During that time, he realized he liked working in biology labs more than chemistry labs, so when he applied to graduate school, he decided to move into biology. He applied to five schools, including MIT. “Once MIT sent me the acceptance, I just had to say yes. There was no saying no.”

At MIT, Calo thought he might study biochemistry, but he ended up focusing on cancer biology instead, working with Jacqueline Lees, an MIT biology professor, to study the role of the tumor suppressor protein Rb.

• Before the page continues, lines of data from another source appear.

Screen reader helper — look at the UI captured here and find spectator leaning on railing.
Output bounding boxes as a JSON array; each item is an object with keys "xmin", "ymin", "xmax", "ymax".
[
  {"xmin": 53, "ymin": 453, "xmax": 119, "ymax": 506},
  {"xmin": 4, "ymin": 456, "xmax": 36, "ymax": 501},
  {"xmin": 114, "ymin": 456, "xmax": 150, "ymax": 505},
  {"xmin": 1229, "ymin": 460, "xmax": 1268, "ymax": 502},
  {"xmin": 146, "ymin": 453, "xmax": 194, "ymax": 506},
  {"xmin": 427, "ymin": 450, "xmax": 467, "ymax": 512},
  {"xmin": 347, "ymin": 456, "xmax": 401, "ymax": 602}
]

After finishing his PhD, Calo felt burnt out and wasn’t sure if he wanted to continue along the academic track. His thesis committee advisors encouraged him to do a postdoc just to try it out, and he ended up going to Stanford University, where he fell in love with California and switched to a new research focus. Working with Joanna Wysocka, a professor of developmental biology at Stanford, he began investigating how development is affected by the regulation of proteins that make up cellular ribosomes — a topic his lab still studies today.

Returning to MIT

When searching for faculty jobs, Calo focused mainly on schools in California, but also sent an application to MIT. As he was deciding between offers from MIT and the University of California at Berkeley, a phone call from Angelika Amon, the late MIT professor of biology, convinced him to take the cross-country leap back to MIT.

“She had me on the phone for more than one hour telling me why I should come to MIT,” he recalls. “And that was so heartwarming that I could not say no.”

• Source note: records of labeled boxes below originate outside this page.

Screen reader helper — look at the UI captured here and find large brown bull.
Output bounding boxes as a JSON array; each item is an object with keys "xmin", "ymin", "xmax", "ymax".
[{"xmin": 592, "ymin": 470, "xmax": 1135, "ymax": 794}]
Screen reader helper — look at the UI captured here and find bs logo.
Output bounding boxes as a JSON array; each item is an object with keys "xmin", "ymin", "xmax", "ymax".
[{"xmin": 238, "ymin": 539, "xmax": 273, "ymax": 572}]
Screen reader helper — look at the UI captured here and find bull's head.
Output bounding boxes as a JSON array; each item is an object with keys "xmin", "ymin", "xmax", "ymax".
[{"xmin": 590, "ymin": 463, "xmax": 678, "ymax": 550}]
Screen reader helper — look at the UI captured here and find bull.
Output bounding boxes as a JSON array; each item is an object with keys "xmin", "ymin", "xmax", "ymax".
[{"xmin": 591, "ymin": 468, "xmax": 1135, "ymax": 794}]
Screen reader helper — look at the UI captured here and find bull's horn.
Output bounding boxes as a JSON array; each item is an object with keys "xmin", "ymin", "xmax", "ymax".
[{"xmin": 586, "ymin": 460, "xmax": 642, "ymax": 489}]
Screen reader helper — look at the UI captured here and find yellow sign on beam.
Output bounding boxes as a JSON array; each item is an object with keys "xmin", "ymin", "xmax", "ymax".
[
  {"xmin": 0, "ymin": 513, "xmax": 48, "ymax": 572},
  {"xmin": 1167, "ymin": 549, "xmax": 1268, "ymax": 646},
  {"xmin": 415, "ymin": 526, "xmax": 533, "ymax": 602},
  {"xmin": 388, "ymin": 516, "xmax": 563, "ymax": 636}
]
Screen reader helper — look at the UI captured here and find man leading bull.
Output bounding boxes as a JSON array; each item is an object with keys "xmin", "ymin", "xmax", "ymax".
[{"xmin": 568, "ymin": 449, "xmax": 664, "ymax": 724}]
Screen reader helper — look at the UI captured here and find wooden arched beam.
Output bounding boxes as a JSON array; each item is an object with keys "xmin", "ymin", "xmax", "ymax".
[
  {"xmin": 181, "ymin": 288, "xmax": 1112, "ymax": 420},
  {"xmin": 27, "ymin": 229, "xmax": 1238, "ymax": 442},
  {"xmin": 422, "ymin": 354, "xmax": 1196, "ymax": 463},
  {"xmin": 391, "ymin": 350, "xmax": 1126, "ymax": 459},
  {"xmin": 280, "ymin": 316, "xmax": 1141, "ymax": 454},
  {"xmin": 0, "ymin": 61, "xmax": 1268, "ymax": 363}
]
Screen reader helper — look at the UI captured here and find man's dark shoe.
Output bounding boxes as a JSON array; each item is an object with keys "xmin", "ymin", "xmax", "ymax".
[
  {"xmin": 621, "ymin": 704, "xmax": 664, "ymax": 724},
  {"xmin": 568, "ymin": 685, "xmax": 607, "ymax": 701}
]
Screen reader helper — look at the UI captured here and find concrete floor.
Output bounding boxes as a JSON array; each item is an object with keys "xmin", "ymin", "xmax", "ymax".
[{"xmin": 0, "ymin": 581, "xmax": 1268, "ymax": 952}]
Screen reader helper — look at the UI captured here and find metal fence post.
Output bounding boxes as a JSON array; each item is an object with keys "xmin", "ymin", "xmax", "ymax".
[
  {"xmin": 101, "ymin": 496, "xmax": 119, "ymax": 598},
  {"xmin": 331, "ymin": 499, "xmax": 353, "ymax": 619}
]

Since starting his lab in 2017, Calo has been studying how defects in the production of ribosomes give rise to diseases, in particular craniofacial malformations such as cleft palate.

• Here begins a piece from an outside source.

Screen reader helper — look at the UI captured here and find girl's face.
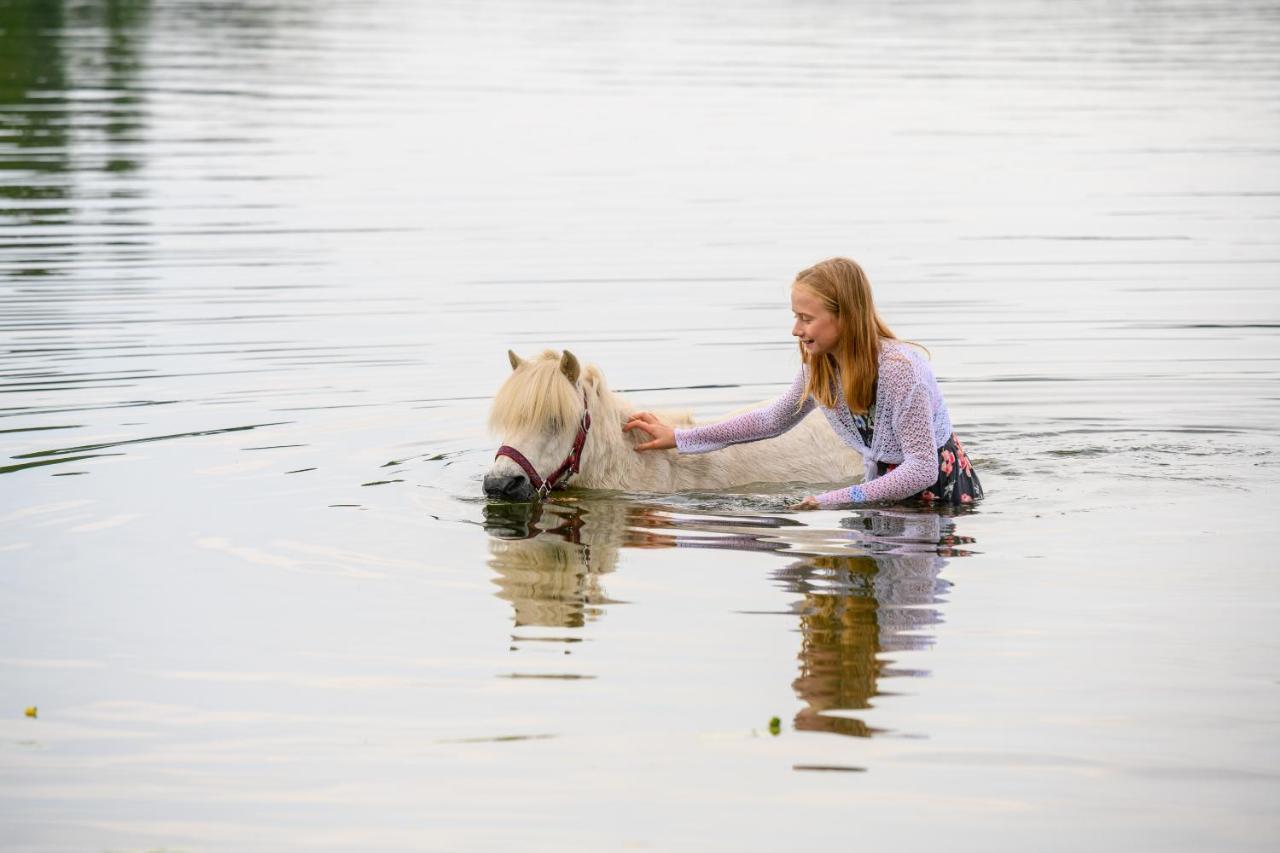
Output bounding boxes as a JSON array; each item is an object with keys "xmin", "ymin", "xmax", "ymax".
[{"xmin": 791, "ymin": 284, "xmax": 840, "ymax": 356}]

Ribosomes, the organelles where protein synthesis occurs, consist of two subunits made of about 80 proteins. A longstanding question in biology has been why mutations that affect ribosome formation appear to primarily affect the development of the face, but not the rest of the body.

In a 2018 study, Calo discovered that this is because the mutations that affect ribosomes can have secondary effects that influence craniofacial development. In embryonic cells that form the face, a mutation in a gene called TCOF1 activates p53 at a higher level than in other embryonic cells. High levels of p53 cause some of those cells to undergo programmed cell death, leading to Treacher-Collins Syndrome, a disorder that produces underdeveloped bones in the jaw and cheek.

His lab has shown that p53 overactivation is also responsible for craniofacial disorders caused by mutations in RNA splicing factors.

Calo’s work on ribosome formation also led him to explore another cell organelle known as the nucleolus, whose role is to help build ribosomes. In 2023, he found that a gene called TCOF1, which can lead to craniofacial malformations when mutated, is critical for forming the three compartments that make up the nucleolus.

That finding, he says, could help to explain a major evolutionary shift that occurred around 300 million years ago, when the nucleolus transitioned from two to three compartments. This “tripartite” nucleolus is found in all reptiles, birds, and mammals.

“That was quite surprising,” Calo says. “Studying disease-related genes allowed us to understand a very fundamental biological process of how the nucleolus evolved, which has been a question in the field that nobody could figure out the answer for.”